The "just one more thing" trap
The most common mistake: adding "helpful" extra information that actually reduces conversions. A FAQ section sounds useful, but it introduces objections visitors hadn't thought of yet. An explainer video gives people something to watch instead of converting. A detailed pricing comparison table creates analysis paralysis. The converting version: answer the bare minimum to get someone to take action, then provide depth in the product itself or in follow-up emails.
Everything critical in the first screen
Half your visitors never scroll. That's not laziness—it's efficient browsing. If your landing page doesn't convince them above the fold, the beautiful testimonials section at the bottom never gets seen.
What must appear before any scrolling: your value proposition headline, a one-sentence explanation of what you do, your primary CTA, and one strong trust signal or social proof element. That's it. On desktop, this fits in 600-700 pixels. On mobile, even less.
This forces brutal prioritization. You can't explain every feature above the fold. You can't show twelve customer logos. You have to pick the single strongest message and the single strongest proof point. For Marcus, that's "Build and publish a complete website in under 10 minutes" plus "Join 10,000+ projects already built." The detail comes below, but the core pitch lives at the top.
Mobile-first above-the-fold
On mobile, above the fold is smaller—roughly 600 pixels on most phones. That's your headline, two sentences, and a button. Nothing else fits. Design for that constraint first. If your landing page works on mobile, it definitely works on desktop. The reverse isn't true. Most landing pages cram too much above the fold on desktop, then become a cluttered mess on mobile where 60-70% of traffic actually lands.

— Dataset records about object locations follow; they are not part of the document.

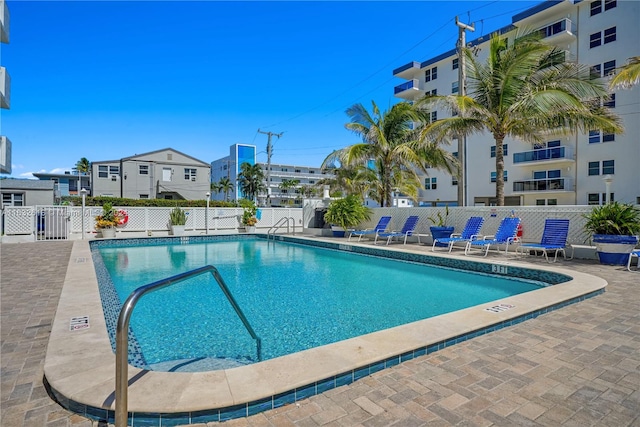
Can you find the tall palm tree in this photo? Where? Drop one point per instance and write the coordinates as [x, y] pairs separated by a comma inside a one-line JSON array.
[[226, 186], [392, 139], [522, 92], [251, 180], [627, 75]]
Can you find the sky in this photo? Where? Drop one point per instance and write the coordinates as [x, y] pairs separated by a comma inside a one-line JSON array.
[[107, 80]]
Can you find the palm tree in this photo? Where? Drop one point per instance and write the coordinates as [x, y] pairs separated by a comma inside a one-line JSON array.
[[288, 184], [251, 180], [628, 75], [225, 185], [393, 141], [522, 92]]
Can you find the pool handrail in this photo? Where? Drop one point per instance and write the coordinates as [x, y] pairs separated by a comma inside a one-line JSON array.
[[279, 224], [122, 328]]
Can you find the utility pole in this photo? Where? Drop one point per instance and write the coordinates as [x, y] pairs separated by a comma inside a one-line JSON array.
[[462, 91], [269, 152]]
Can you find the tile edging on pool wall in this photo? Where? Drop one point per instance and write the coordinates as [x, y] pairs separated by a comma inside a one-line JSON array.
[[315, 387]]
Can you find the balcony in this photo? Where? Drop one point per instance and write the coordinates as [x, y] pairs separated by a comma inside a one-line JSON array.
[[560, 154], [561, 32], [550, 185], [408, 90], [407, 71], [5, 89]]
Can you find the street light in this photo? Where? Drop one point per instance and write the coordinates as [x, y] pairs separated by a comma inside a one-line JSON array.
[[607, 182], [206, 214], [83, 191]]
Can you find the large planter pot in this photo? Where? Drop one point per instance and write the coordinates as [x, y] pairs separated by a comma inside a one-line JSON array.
[[108, 233], [177, 230], [614, 250], [441, 233]]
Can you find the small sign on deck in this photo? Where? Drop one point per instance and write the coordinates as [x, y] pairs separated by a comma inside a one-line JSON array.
[[499, 308], [79, 323]]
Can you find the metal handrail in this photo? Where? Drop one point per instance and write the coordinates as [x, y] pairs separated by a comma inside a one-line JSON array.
[[122, 336], [275, 227]]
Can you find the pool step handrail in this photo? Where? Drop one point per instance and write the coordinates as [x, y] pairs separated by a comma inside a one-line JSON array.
[[122, 336], [281, 222]]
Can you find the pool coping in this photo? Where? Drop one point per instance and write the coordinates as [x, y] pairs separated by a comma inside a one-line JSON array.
[[80, 364]]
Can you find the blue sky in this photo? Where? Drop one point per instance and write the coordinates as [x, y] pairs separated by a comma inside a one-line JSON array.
[[106, 80]]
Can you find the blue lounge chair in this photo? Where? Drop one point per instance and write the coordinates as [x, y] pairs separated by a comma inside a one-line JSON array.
[[470, 232], [407, 230], [554, 238], [382, 225], [634, 254], [505, 235]]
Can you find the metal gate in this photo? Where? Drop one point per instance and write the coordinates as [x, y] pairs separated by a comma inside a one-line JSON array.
[[52, 222]]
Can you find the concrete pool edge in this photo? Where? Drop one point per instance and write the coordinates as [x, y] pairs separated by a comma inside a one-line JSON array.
[[79, 366]]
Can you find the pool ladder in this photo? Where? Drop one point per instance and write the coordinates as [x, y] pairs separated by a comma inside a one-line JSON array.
[[122, 336], [281, 222]]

Page speed as conversion factor
A landing page that takes 5 seconds to load loses roughly half its conversions. This isn't about user experience—it's about conversion rate. Every additional second of load time costs you visitors who bounce before the page even renders.
Target load time: under 2 seconds on mobile, under 1 second on desktop. This means optimized images (compress everything, use WebP format), minimal JavaScript (every script adds load time), and fast hosting. Marcus projects load in 1.2 seconds on average because they're built with performance as a default, not an afterthought.
The same applies to CTA responsiveness. When someone clicks "Start building," the response needs to be instant. A 2-second delay between click and action feels broken and increases abandonment. Fast pages don't just feel better—they convert measurably better because they remove friction at the critical moment of decision.
You can test your page speed at PageSpeed Insights or GTmetrix. Anything below 90/100 on mobile is leaving conversions on the table. The fixes are usually straightforward: compress images, remove unused CSS and JavaScript, enable browser caching, use a CDN. These aren't developer-only tasks—they're conversion optimizations that directly impact your bottom line.